El caos en los aeropuertos se profundiza a medida que los oficiales de ICE se unen a la TSA en medio del cierre

A medida que se prolonga el cierre del gobierno, los viajeros enfrentan retrasos cada vez mayores en los aeropuertos de todo el país. Trump despliega agentes de ICE para ayudar a la TSA, lo que genera preocupaciones sobre la seguridad y las libertades civiles.
Trump ha anunciado que se desplegarán agentes del Servicio de Inmigración y Control de Aduanas (ICE) para ayudar con la seguridad del aeropuerto mientras continúa el cierre parcial del gobierno. Esta medida se produce cuando los viajeros se han enfrentado a esperas de horas en los aeropuertos de todo el país debido a la falta de personal de la Administración de Seguridad en el Transporte (TSA), cuyos agentes están trabajando sin paga durante el cierre.
El cierre, ahora en su cuarta semana, ha dejado a miles de agentes de la TSA quedándose en casa o trabajando sin compensación, lo que ha provocado retrasos e interrupciones generalizados en los principales aeropuertos. En respuesta, Trump ha dicho que se enviarán agentes de ICE para complementar la fuerza laboral de la TSA, lo que generó preocupación entre los grupos de libertades civiles sobre la posibilidad de extralimitaciones y abuso de autoridad.
"El presidente está intentando utilizar el cierre como excusa para ampliar el alcance de la aplicación de la ley de inmigración, lo cual es profundamente preocupante", dijo Emma Now, portavoz de la Unión Estadounidense de Libertades Civiles. "Los agentes de ICE no tienen capacitación ni autoridad para realizar controles en los aeropuertos, y colocarlos en esa función podría conducir a violaciones de las libertades civiles y socavar la confianza pública en el proceso de seguridad".

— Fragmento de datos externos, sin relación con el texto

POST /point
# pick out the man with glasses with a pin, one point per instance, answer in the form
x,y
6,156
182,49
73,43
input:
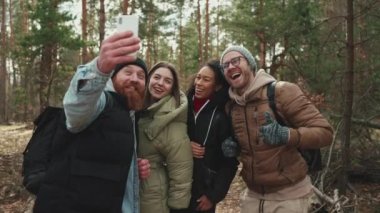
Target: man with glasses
x,y
273,169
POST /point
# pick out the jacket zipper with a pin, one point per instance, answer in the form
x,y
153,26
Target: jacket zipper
x,y
249,140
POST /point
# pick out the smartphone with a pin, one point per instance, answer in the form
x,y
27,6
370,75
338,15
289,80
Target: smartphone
x,y
128,22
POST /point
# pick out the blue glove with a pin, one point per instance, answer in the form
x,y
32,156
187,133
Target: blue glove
x,y
272,132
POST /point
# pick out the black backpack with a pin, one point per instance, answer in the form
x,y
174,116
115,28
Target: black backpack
x,y
38,152
312,156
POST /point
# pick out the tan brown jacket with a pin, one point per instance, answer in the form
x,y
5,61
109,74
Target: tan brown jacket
x,y
268,168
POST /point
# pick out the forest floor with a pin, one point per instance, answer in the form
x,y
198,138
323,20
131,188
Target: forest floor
x,y
15,199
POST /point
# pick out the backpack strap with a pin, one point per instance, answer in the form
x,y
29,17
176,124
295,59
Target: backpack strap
x,y
271,92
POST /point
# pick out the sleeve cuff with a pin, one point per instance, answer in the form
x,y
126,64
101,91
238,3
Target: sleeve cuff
x,y
294,137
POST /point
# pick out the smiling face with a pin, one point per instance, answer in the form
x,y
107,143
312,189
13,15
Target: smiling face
x,y
205,83
160,83
130,83
238,75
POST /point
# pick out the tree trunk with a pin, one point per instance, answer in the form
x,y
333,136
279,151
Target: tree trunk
x,y
125,7
3,68
85,57
207,31
102,22
200,45
348,98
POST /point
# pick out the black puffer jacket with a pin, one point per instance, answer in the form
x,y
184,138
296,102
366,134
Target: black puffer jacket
x,y
91,175
212,174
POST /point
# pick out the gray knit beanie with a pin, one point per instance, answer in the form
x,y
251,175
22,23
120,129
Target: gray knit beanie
x,y
247,55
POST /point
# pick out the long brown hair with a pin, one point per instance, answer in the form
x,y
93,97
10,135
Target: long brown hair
x,y
175,89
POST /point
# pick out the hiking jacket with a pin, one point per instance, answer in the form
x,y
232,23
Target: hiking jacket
x,y
269,168
164,142
213,174
89,169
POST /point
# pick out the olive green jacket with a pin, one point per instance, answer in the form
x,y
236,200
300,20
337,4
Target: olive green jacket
x,y
163,140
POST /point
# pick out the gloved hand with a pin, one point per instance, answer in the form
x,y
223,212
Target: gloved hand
x,y
272,132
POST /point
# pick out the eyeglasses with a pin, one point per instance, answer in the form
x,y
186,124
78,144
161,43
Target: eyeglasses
x,y
234,61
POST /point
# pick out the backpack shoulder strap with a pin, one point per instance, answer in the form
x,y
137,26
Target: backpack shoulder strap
x,y
271,93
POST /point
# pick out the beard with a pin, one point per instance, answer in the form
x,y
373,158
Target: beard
x,y
135,99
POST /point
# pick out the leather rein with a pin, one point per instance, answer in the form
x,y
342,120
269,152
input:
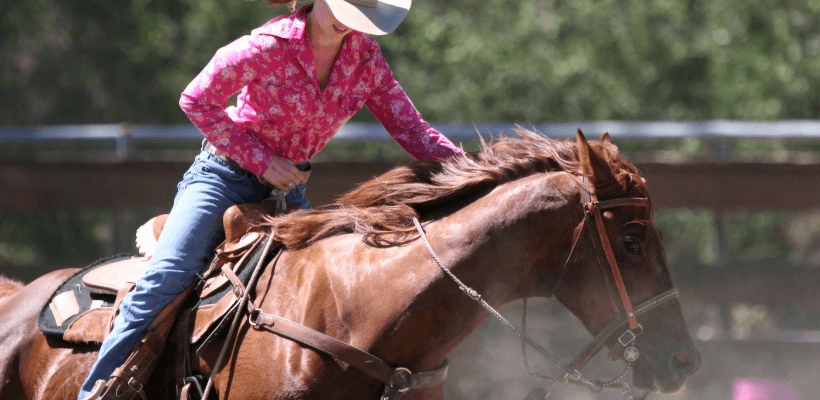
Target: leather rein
x,y
398,380
593,222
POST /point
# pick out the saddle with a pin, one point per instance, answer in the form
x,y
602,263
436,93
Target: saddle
x,y
82,310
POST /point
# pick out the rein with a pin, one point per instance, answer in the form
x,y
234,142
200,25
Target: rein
x,y
572,375
397,381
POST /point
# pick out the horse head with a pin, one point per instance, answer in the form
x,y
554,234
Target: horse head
x,y
666,356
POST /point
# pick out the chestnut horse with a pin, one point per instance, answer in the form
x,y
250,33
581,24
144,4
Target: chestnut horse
x,y
357,270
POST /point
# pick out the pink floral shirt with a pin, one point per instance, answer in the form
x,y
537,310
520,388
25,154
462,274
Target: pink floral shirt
x,y
281,109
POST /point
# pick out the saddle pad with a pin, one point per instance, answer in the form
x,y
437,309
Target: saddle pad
x,y
107,278
72,299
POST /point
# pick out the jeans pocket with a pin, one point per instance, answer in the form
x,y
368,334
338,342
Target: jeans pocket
x,y
224,170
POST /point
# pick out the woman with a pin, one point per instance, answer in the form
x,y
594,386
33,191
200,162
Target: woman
x,y
300,78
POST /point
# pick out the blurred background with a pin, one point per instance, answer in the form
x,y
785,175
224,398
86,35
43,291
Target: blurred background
x,y
716,102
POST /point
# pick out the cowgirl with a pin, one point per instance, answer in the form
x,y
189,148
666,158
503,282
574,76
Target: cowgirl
x,y
300,77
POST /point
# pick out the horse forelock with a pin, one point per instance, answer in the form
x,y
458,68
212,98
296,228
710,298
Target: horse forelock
x,y
382,209
9,286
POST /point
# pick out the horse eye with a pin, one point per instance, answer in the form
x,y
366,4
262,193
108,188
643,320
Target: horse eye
x,y
632,246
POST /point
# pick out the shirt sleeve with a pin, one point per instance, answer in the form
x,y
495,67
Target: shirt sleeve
x,y
203,101
393,108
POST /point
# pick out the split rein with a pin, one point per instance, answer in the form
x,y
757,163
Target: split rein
x,y
572,374
399,380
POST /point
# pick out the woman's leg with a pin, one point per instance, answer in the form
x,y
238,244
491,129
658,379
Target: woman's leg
x,y
193,229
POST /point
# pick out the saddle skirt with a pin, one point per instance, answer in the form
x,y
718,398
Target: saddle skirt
x,y
83,308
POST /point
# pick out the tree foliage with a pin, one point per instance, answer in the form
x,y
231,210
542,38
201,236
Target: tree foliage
x,y
92,61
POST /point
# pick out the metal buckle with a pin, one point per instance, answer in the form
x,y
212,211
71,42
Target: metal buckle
x,y
134,385
627,338
404,373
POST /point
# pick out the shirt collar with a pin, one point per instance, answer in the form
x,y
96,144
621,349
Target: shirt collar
x,y
291,26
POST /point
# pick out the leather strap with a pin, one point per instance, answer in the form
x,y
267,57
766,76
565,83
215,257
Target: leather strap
x,y
123,290
400,378
613,264
617,324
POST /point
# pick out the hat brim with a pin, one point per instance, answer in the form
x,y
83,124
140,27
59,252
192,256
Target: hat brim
x,y
380,20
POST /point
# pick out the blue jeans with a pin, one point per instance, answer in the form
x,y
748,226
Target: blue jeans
x,y
192,231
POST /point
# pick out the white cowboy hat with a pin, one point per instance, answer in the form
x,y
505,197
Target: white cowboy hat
x,y
374,17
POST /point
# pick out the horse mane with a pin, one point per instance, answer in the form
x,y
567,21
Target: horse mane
x,y
382,209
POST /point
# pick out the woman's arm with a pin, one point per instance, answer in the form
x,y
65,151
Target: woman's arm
x,y
203,101
393,108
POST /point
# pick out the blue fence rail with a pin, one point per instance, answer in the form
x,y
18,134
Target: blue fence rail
x,y
124,134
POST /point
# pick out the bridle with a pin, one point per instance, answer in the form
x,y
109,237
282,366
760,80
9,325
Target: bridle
x,y
593,222
399,380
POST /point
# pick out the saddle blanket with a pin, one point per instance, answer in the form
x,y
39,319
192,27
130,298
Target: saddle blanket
x,y
83,308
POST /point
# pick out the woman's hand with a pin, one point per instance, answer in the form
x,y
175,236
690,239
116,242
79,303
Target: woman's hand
x,y
282,174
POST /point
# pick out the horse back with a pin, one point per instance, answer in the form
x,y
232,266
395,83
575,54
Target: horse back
x,y
9,287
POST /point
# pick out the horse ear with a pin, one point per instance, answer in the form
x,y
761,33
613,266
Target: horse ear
x,y
593,165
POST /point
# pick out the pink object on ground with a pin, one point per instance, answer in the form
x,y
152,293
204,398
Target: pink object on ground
x,y
756,389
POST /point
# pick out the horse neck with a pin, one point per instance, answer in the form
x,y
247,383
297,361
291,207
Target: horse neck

Sin embargo, el Departamento de Seguridad Nacional (DHS) sostiene que la medida es necesaria para mantener los aeropuertos funcionando sin problemas durante el actual estancamiento presupuestario. La secretaria del DHS, Kirstjen Nielsen, declaró que la agencia utilizará "todas las autoridades" para garantizar el funcionamiento continuo de los centros de transporte críticos.
La situación se ha vuelto cada vez más grave para la TSA, que informa que las llamadas y las ausencias han aumentado en los últimos días. El administrador de la TSA, David Pekoske, advirtió que la agencia podría tener que cerrar puntos de control de seguridad completos si el cierre se prolonga, lo que exacerbará aún más las interrupciones en los viajes.
"Este es un momento desafiante para nuestra fuerza laboral de la TSA, sus clientes y el público que vuela", dijo Pekoske en un comunicado. "Estamos haciendo todo lo posible para mitigar el impacto, pero sabemos que nuestros agentes están centrados en su misión y en la tarea que tienen entre manos, que es mantener seguro al público que viaja".
El cierre, ahora en su día 24, se ha convertido en el más largo en la historia de Estados Unidos, sin un final claro a la vista mientras continúa el enfrentamiento entre Trump y los congresistas demócratas por la financiación del muro fronterizo propuesto por el presidente. A medida que el estancamiento se prolonga, los viajeros pueden esperar un caos y perturbaciones continuas en los aeropuertos del país.